Truk Angkutan Barang Ogah Masuk Jembatan Timbang di Muarojambi, Ini Alasannya

Truk Angkutan Barang Ogah Masuk Jembatan Timbang di Muarojambi, Ini Alasannya
Wakil Kepala Jembatan Timbang, Desa Awin Jaya, Sekernan, Bahtiar Ali. (Romi/brito.id)

BRITO.ID, BERITA MUAROJAMBI - Jembatan timbang yang berada di Desa Suko Awin Jaya, Kecamatan Sekernan, Muarojambi sudah lama beroperasi. Namun sejauh ini, jumlah kendaraan yang melakukan penimbangan muatan di sana masih sangat minim. 

Rerata dalam sehari hanya 60 kendaraan, padahal jumlah kendaraan angkutan yang melintasi Jalan Lintas Timur Sumatera mencapai ribuan setiap harinya.

"Banyak yang tidak masuk. Dalam sehari paling 60 kendaraan rata-rata," kata Wakil Kepala Jembatan Timbang, Desa Awin Jaya, Sekernan, Bahtiar Ali, kepada BRITO.ID, Rabu (18/12/19).

Menurut Bahtiar, ini terjadi karena tingkat kesadaran para supir untuk menimbang muatannya sangat rendah.
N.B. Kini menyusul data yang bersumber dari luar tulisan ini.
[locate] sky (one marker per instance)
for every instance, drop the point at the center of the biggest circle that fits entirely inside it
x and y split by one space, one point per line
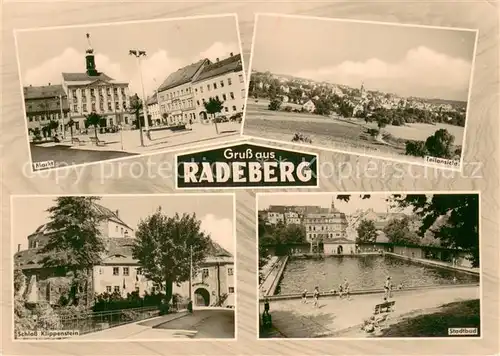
44 53
407 61
217 222
377 202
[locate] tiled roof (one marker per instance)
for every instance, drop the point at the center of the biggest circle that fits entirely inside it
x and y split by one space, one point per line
183 75
82 77
230 64
42 92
Para supir kendaraan barang rata-rata tidak mau masuk ke dalam jembatan timbang meski telah diarahkan petugas. 

"Sudah kita coba arahkan supaya masuk, tapi melawan semua," ujarnya. 
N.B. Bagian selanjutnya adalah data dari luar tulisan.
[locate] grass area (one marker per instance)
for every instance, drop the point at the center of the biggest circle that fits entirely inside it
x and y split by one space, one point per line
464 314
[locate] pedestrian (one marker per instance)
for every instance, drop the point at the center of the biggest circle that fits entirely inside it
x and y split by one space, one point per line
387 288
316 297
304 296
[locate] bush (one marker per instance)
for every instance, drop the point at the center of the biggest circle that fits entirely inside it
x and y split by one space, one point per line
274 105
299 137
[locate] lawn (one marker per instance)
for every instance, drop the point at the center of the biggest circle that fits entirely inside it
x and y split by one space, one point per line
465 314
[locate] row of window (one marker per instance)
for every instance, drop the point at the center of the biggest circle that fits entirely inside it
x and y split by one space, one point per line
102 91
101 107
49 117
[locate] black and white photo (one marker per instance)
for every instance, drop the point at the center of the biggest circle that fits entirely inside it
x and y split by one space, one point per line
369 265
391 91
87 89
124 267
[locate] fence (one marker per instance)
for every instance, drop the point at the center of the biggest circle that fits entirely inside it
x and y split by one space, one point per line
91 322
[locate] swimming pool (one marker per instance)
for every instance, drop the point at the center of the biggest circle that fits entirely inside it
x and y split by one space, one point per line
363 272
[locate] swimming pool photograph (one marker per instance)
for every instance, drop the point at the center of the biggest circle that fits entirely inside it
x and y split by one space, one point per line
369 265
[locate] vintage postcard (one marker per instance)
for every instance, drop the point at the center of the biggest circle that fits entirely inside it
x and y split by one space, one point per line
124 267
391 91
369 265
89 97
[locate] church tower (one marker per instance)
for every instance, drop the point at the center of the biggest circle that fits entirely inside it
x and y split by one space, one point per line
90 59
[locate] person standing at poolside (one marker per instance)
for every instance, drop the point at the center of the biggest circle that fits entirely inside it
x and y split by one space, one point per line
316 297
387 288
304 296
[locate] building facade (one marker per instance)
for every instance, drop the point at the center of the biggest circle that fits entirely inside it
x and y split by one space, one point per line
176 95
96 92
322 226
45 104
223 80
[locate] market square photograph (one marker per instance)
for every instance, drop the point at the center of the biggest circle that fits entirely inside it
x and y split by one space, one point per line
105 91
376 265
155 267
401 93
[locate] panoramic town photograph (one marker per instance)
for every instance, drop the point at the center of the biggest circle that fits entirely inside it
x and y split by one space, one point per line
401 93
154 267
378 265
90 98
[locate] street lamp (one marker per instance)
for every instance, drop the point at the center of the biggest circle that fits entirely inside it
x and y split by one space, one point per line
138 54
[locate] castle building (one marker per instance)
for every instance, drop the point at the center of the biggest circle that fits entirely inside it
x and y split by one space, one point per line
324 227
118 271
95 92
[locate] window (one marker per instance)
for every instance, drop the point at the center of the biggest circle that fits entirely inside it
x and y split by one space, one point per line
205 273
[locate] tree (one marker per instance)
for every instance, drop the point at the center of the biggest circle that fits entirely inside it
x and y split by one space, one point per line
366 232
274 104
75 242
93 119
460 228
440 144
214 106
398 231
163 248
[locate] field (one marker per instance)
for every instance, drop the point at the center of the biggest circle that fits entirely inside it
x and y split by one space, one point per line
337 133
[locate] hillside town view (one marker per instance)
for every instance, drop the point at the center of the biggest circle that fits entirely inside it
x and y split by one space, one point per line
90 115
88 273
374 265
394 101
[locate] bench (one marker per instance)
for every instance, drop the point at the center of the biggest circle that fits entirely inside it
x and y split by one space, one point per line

Bahtiar menjelaskan, jembatan timbang saat ini telah dikelola Dirjen Perhubungan Darat (Hubdar) Kementrian Perhubungan. Pengelolaan jembatan timbang tersebut ternyata memiliki kelemahan lantaran di jembatan timbang tidak ada petugas kepolisian dan TNI.
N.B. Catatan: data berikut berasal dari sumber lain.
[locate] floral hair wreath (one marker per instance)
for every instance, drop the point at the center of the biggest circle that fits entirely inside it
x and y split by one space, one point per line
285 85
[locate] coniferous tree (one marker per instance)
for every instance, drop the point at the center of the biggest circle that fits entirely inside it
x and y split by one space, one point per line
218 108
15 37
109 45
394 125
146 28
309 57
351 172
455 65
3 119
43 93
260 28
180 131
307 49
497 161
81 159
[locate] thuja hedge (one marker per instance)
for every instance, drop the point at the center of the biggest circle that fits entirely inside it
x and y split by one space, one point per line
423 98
"Sewaktu dikelola Dishub Provinsi, kan ada unsur Polisi dan TNI di dalamnya. Jadi para supir itu takut. Sekarang ini malah ada kelemahan. Mereka tidak takut sama sekali. Sudah kita arahkan mereka tetap tidak mau masuk," ujarnya.

Bahtiar mengaku kalau pihaknya cukup tegas menindak kendaraan angkutan barang yang melanggar. Setiap hari ada saja kendaraan angkutan barang yang ditilang. "Tiap hari pasti ada yang ditilang, rata-rata lima kendaraan. Pembayarannya melalui pengadilan," ujarnya. 

Bahtiar menyebut praktik pungutan liar terhadap para supir sudah ada di jembatan timbang. Kendaraan yang melebihi tonase atau yang melanggar selalu ditilang. "Praktik seperti itu sudah tidak ada, apalagi sekarang ini ada tim saber pungli. Bahaya kalau dilakukan," ujarnya. 

Jembatan Timbang yang terletak di Desa Suko Awin Jaya ini masih minim fasilitas. Jembatan timbang ini belum memiliki lokasi tempat pembongkaran muatan kendaraan yang over tonase. 

"Fasilitasnya belum ada, kalau melebihi ya kita tilang. Kalau disuruh turunin mau disimpan di mana. Kita belum punya fasiltas. Ke depan nanti akan kita perjuangkan lah," ujarnya.